I started communicating with two men around the same time at the beginning of the summer. One, whom we’ll call GD, was geographically and emotionally distant, the other lived nearby and was ready, willing and able to meet IRL. GD was a big time texter and emailer, and reluctant to talk on the phone. His job and location made it a challenge to meet. When we finally met at a diner, we sat for a few hours for lunch even though we had exchanged tens of thousands of words digitally in the months prior to meeting. We had built a degree of sexual tension online, but never had the chance to act on it.
I was sidelined mid-July with major abdominal surgery which took me out of the game as far as dating. I also had to skip the summer’s horseback riding lesson sessions. I was very glad that I had the chance to swim in my lake over the 4th of July because I had to sit the rest of the summer out. There was no sex for me over the summer either.
By the end of August, the surgeon cleared me for any activity I felt up to. I was anxious to resume riding, swimming and having sex.
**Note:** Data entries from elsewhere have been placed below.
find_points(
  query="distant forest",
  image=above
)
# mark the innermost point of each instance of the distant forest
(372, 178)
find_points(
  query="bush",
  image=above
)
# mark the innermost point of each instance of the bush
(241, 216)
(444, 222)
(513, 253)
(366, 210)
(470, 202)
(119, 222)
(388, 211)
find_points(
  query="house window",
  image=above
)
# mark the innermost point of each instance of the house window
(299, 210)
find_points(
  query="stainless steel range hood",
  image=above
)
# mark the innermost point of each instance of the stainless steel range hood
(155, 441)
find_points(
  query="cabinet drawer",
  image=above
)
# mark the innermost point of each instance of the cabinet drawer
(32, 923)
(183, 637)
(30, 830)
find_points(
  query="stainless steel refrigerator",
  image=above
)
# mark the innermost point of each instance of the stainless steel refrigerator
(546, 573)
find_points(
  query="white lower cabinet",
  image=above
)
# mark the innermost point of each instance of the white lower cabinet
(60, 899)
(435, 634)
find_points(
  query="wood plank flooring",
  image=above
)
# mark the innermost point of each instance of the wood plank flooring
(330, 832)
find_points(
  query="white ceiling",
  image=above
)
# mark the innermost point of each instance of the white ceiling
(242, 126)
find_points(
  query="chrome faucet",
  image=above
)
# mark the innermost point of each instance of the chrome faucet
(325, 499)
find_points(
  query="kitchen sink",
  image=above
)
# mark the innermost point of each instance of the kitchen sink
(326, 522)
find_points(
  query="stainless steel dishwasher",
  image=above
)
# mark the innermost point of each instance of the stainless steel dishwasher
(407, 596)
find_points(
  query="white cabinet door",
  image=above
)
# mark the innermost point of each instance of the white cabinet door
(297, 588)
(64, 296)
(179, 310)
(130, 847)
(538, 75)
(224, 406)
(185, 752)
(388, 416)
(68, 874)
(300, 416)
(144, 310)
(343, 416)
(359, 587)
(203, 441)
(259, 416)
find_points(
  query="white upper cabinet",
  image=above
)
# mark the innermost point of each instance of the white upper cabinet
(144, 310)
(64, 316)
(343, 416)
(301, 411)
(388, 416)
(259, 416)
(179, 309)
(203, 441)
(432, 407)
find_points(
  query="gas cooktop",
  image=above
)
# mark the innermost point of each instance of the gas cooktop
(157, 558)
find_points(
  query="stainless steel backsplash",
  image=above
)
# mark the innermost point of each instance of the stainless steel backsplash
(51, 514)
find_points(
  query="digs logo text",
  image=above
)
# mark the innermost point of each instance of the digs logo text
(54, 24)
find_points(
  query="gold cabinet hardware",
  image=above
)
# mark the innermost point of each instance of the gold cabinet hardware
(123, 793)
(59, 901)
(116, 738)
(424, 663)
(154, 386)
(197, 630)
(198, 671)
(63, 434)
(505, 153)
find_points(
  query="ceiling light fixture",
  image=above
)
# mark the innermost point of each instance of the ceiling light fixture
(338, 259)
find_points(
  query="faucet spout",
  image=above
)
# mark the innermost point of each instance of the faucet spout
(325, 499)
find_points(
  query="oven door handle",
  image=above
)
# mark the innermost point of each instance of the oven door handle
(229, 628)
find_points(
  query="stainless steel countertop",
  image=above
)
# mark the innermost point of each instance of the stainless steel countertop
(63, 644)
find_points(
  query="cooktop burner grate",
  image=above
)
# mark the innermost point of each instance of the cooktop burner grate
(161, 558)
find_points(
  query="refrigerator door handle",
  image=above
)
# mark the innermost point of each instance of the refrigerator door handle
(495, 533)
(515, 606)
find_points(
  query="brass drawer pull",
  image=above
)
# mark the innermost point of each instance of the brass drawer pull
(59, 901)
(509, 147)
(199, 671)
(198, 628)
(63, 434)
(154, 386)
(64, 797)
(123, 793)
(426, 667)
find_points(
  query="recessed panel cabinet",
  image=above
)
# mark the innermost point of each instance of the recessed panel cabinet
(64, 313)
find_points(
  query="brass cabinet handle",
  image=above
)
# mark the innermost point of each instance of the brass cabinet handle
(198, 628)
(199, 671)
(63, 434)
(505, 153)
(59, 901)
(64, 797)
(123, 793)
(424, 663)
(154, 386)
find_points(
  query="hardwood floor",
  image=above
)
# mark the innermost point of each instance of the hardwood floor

There was not a big challenge to find a willing partner. Still, I felt it was important to be selective.
I rather liked Rex, whom I met online and proceeded to date. When I mentioned that I had a lake house, his eyes lit up. He also loved swimming, and was hopeful he would have a chance to swim in the lake with me. I am not able to swim without a floatation device, and feel unsafe without someone to “lifeguard” me.
As Labor Day approached, GD made clear that he was not available that weekend because of a prior commitment. I half jokingly suggested to him that that was fine because I could just look on Craigslist for a “Labor Day Lifeguard”. My ad would have run something like:
Seeking able bodied, strong man with good swimming skills (lifeguard certification a plus), for Labor Day weekend away at an idyllic lake location for revelry, swimming and sex.
I would never take a chance and go to a remote location with a strange man who responded to an ad on Craigslist, but I found some kind of warped humor in telling GD that this was my plan.
I told GD that I found someone who was up for the job, but of course, he wasn’t from Craigslist.
I invited Rex to the lake for our third official “date”. We had connected on OKCupid, initially. He was technically not a stranger, but as close to one as I had ever invited to join me alone at the lake. I sort of “interviewed” him for the job when we met for the second time for a picnic at the park after meeting for the first time at Starbucks. “Did he know how to swim?” He was fully confident that he could help me out over Labor Day weekend and had no other plans. We were attracted to each other so it seemed natural that we could stay together for a few days and swim and hang out. I felt like I was using him so I could go swimming and get laid, but I don’t think he really minded, if he was even onto me. He was clearly drawn to me, and I to him.
There was a bit of awkwardness arriving at the remote cabin alone with a man whom I had only casually dated, but we worked it out and checked those two activities off my recovery list that weekend. I went for my first post-op horseback riding lesson the following week and that was when I felt I had bounced back from surgery 100%.
It is the week before Christmas, and my “Labor Day Lifeguard” and I are still hanging out and going to the lake house. We have plans to swim next summer.